The buzzards sailing aloft looked down on the Humboldt Sink as we would
look upon a relief map. Near the centre of the map a tiny cloud of white
dust crawled slowly forward. The buzzards stooped to poise above it.
Two ox wagons plodded along. A squirrel--were such a creature
possible--would have stirred disproportionately the light alkali dust;
the two heavy wagons and the shuffling feet of the beasts raised a
cloud. The fitful furnace draught carried this along at the slow pace of
the caravan, which could be seen only dimly, as through a dense fog.
The oxen were in distress. Evidently weakened by starvation, they were
proceeding only with the greatest difficulty. Their tongues were out,
their legs spread, spasmodically their eyes rolled back to show the
whites, from time to time one or another of them uttered a strangled,
moaning bellow. They were white with the powdery dust, as were their
yokes, the wagons, and the men who plodded doggedly alongside. Finally,
they stopped. The dust eddied by; and the blasting sun fell upon them.
The driver of the leading team motioned to the other. They huddled in
the scanty shade alongside the first wagon. Both men were so powdered
and caked with alkali that their features were indistinguishable. Their
red-rimmed, inflamed eyes looked out as though from masks.
The one who had been bringing up the rear looked despairingly toward the
mountains.
"We'll never get there!" he cried.
"Not the way we are now," replied the other. "But I intend to get
there."
"How?"
"Leave your wagon, Jim; it's the heaviest. Put your team on here."
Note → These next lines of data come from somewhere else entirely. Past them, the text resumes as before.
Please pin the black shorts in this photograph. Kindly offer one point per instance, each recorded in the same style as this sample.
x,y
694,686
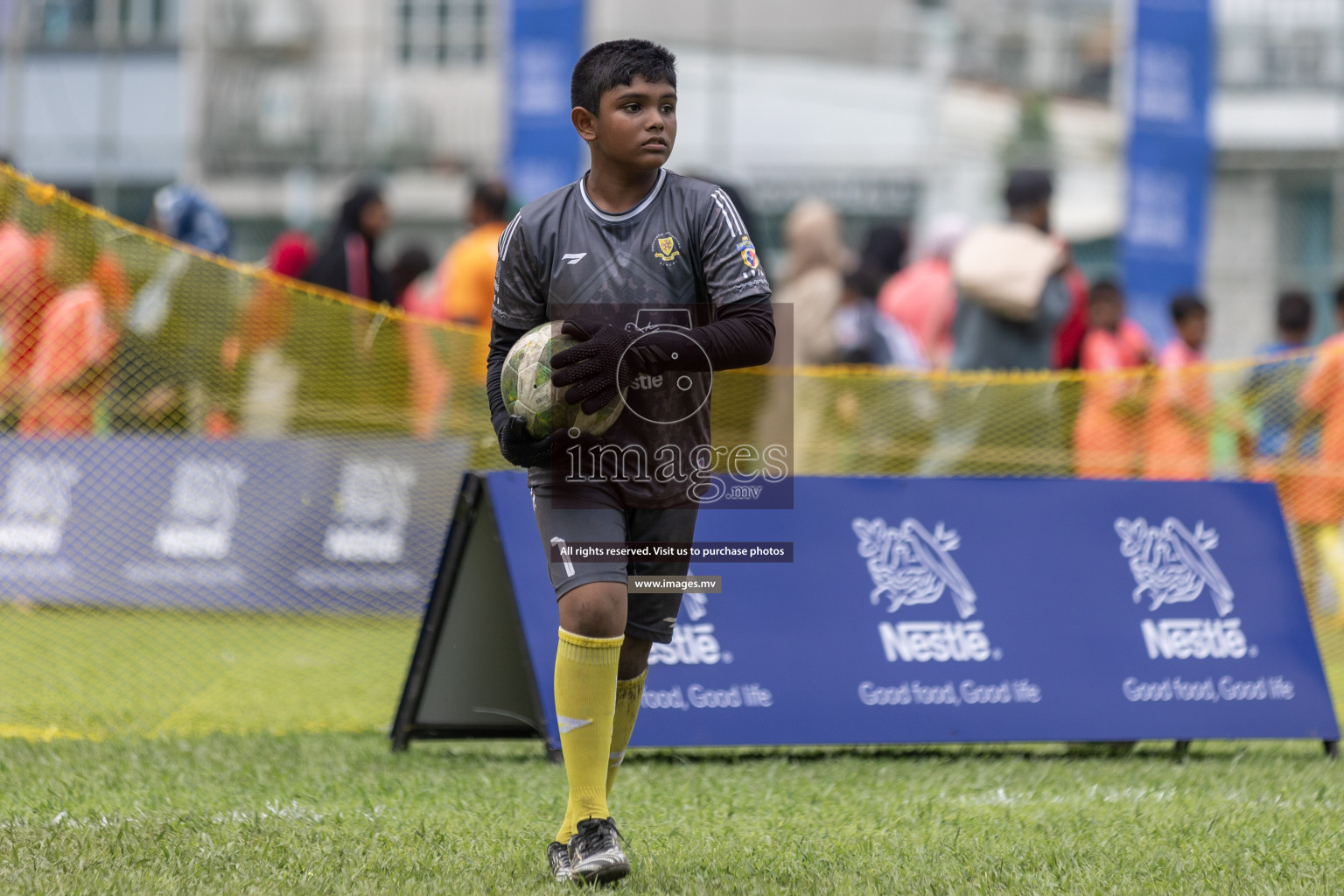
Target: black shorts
x,y
602,517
"But my wagon is all I've got in the world!" cried the other, "and we've
got near a keg of water yet! We can make it! The oxen are pulling all
right!"
His companion turned away with a shrug, then thought better of it and
turned back.
"We've thrown out all we owned except bare necessities," he explained,
patiently. "Your wagon is too heavy. The time to change is while the
beasts can still pull."
"But I refuse!" cried the other. "I won't do it. Go ahead with your
wagon. I'll get mine in, John Gates, you can't bulldoze me."
Gates stared him in the eye.
"Get the pail," he requested, mildly.
He drew water from one of the kegs slung underneath the wagon's body.
The oxen, smelling it, strained weakly, bellowing. Gates slowly and
carefully swabbed out their mouths, permitted them each a few swallows,
rubbed them pityingly between the horns. Then he proceeded to unyoke the
four beasts from the other man's wagon and yoked them to his own. Jim
started to say something. Gates faced him. Nothing was said.